Bei Sativex® handelt es sich um ein Spray, das THC und CBD zu gleichen Teilen enthält und mit einer Dosierpumpe in den Mund gesprüht wird.

Dronabinol
ist der internationale Name für teil-synthetisch hergestelltes THC und kann in Deutschland auf einem BTM-Rezept als Fertig-Arzneimittel oder als Rezeptur-Arzneimittel verschrieben werden. Es ist auf Grund des aufwändigen Herstellungsprozesses teuer und die Krankenkassen sind nicht verpflichtet, die entstehenden Kosten zu übernehmen, tun dies aber in Einzelfällen.

Nabilon ist ein synthetischer THC-Abkömmling, der stärker wirksam ist als Dronabinol. Auch Nabilon kann mittels eines BTM-Rezeptes verschrieben werden.

Medizinische Cannabis-Blüten: In Deutschland erhalten Patienten medizinische Cannabis-Blüten nur mit einer – sehr restriktiv gehandhabten - Ausnahmegenehmigung des Bundesinstituts für Arzneimittel und Medizinprodukte im Rahmen einer ärztlich begleiteten Selbsttherapie. In seinem Antrag muss der Patient zusätzlich zu einer ärztlichen Stellungnahme darlegen, dass andere Therapien nicht ausreichend wirksam waren und eine Behandlung mit anderen Cannabis-Medikamenten z.B. wegen hoher Kosten nicht möglich ist. Die Kosten für die Cannabis-Blüten muss der Betroffene selbst tragen. Cannabis aus unkontrolliertem Anbau: Hierbei dürfte der Wirkstoffgehalt und damit die Wirkung immer wieder schwankend sein.

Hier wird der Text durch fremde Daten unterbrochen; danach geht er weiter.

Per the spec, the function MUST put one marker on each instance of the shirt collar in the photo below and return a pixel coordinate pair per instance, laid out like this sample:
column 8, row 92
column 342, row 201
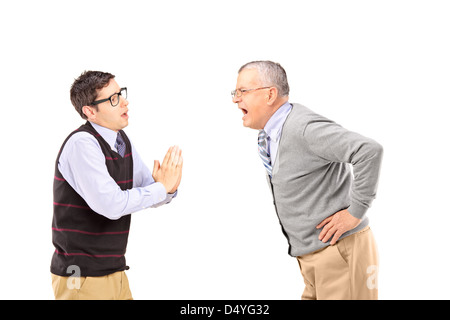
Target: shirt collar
column 109, row 135
column 275, row 123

DMSG-Bundesverband: Welche Symptome der MS können mit Cannabis behandelt werden?

Prof. Henze: Cannabinoide wirken vor allem auf Spastik und auf MS-bedingte Schmerzen (sog. zentraler Schmerz) bzw. schmerzhafte Muskelkrämpfe positiv, oft auch dann, wenn andere Medikamente nicht (mehr) helfen. DMSG-Bundesverband: Was bedeutet das Urteil für MS-Betroffene? Prof. Henze: Die beiden Symptome, bei denen Cannabis wirkt, nämlich Spastik und zentraler Schmerz bzw. schmerzhafte Muskelkrämpfe, können auch mit jeweils anderen, zugelassenen Medikamenten (z.B. Baclofen, Tizanidin, Gabapentin) gut behandelt werden. Die Kosten dieser Medikamente übernehmen die Krankenkassen. Dies gilt auch für das Cannabismedikament Sativex®. Entscheidend ist, dass Sie mit Ihrem Neurologen über diese Symptome sprechen und dieser sie dann gemäß den aktuellen Therapieleitlinien behandelt. Dies wird in den allermeisten Fällen erfolgreich sein. Ein Eigenanbau von Cannabispflanzen ist also nicht erforderlich und auch weiterhin nicht erlaubt. Das genannte Urteil bezieht sich vielmehr auf einen einzelnen Betroffenen; die zugehörigen Gerichtsverfahren hatten 15 Jahre gedauert.